In one, a young man mysteriously refuses the romantic advances of his activist girlfriend. We find out why when his father, a former-Nazi turned businessman, is visited by his equally slimy business rival, who threatens to disclose his son's horrible secret--the young man seems to have a fondness for pigs, of all things--unless the father agrees to a merger of the two companies.
In the second narrative, we follow the exploits of a strange wild man who, unable to find any source of available food, cheerfully resorts to cannibalism. Over time, he recruits others in his sick habits. The villagers eventually capture him and his followers by luring them with some nude young men.

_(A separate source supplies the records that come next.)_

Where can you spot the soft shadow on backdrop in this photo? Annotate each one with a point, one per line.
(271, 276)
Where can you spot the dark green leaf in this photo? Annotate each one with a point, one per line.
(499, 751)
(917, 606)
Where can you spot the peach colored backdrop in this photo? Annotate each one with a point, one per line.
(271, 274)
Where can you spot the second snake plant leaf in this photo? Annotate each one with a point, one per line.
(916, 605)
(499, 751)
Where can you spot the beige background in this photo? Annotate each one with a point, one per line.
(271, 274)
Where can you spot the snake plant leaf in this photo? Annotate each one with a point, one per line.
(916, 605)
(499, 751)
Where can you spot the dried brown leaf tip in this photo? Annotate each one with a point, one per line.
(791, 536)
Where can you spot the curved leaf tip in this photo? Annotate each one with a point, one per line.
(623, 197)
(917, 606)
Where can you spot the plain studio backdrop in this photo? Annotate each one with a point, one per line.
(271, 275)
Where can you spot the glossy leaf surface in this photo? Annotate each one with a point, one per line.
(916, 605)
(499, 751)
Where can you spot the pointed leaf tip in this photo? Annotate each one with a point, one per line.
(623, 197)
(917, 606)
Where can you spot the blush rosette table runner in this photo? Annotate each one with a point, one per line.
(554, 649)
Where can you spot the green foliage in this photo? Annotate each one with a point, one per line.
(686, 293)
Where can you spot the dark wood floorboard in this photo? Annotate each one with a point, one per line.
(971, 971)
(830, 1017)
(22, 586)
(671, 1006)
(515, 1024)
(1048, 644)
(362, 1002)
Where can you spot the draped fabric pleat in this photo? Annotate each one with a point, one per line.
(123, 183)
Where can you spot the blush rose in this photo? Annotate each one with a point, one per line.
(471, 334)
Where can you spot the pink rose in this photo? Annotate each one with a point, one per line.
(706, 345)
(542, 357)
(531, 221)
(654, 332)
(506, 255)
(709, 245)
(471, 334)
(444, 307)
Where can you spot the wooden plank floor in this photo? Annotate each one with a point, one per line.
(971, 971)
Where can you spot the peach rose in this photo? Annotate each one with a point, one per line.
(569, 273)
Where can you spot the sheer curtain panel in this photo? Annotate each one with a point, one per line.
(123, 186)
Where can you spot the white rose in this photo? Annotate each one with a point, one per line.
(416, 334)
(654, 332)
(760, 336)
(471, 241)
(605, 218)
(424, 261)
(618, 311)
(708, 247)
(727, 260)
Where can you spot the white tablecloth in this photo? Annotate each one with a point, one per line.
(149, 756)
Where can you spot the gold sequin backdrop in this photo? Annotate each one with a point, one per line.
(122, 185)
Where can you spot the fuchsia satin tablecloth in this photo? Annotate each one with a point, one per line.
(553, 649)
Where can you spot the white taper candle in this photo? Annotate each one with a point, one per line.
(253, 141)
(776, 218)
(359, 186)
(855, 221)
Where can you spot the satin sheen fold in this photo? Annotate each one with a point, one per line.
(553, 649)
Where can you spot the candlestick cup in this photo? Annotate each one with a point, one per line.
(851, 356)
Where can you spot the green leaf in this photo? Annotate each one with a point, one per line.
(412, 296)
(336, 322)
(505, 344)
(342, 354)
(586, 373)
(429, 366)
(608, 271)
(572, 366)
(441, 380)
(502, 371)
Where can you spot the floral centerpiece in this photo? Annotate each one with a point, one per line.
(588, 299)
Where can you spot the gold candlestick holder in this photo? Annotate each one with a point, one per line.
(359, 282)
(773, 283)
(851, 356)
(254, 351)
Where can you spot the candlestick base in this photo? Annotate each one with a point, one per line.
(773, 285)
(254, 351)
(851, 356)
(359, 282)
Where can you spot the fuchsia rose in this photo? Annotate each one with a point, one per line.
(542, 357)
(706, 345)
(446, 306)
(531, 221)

Before his execution, the cannibal leader recites his only line in the film, "I killed my father, I ate human flesh and I quiver with joy." The young man, in turn, is torn apart and devoured by the pigs that he "loved".
What I think about it
This film is disturbing, and not even in a good way. The cannibalism scenes, particularly, are gruesomely sensual and intense. There is meant to be some crossover to the sick image of the bourgoise family, which is almost self-cannibalistic. The most redemptive aspect of this film, perhaps, is the stunning cinematography, particularly in the cannibal scenes, which take place in a bleak landscape of volcanic rock-covered hills. The colors, especially in contrast to the blackness of the landscape, are loud and vivid.
Il Porcile is thematically similar to many of Pasolini's other films, particularly Teorema, addressing issues of the bourgouise, uncontrolled (or unhealthy) sexuality, and our own inner savage nature.